Q: What are you working on next?
THE: I’m very eager to dive into another long project, and I have very early ideas for both a novel and memoir project. But I’m also really enjoying writing short-form right now and being able to just work with a different skill set. Writing a book was transformative in a sense. I know what it feels like to think at the scale of a book. It will change the way I think about my writing career. I’m excited to have that knowledge.
Q: Is there anything else you would like people to know about “Some of My Best Friends?”
THE: It’s really my hope that the book articulates a pattern that feels familiar to the reader and puts words to something that feels true, but that they might not have thought of in that way before. The comedy and the pleasure of it was also very much at the forefront of my mind. My goal was for this book to be fun and funny. (Hopefully readers will think) “I’ve been waiting for someone to put words to this thing that I’ve experienced.”
Q: Why is it so important to include humor in your essays?

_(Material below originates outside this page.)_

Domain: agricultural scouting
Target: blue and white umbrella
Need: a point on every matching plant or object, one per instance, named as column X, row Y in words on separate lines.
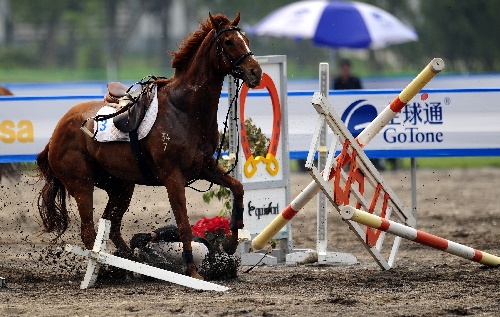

THE: I think humor is a very powerful tool of critique. It’s always been a part of the way I see the world and the way I approach the page. Certainly I think there’s something inclusive and something accessible about using humor to contribute to this conversation. When these subjects do appear in the zeitgeist it’s primarily because something has gone wrong. It’s a situation that people are going to feel bad and ashamed and angry and frustrated about. I was very aware that that was the context I was writing into. It was important that the book didn’t feel like that. I wanted to use humor to open up the conversation, but it’s also just the way I am.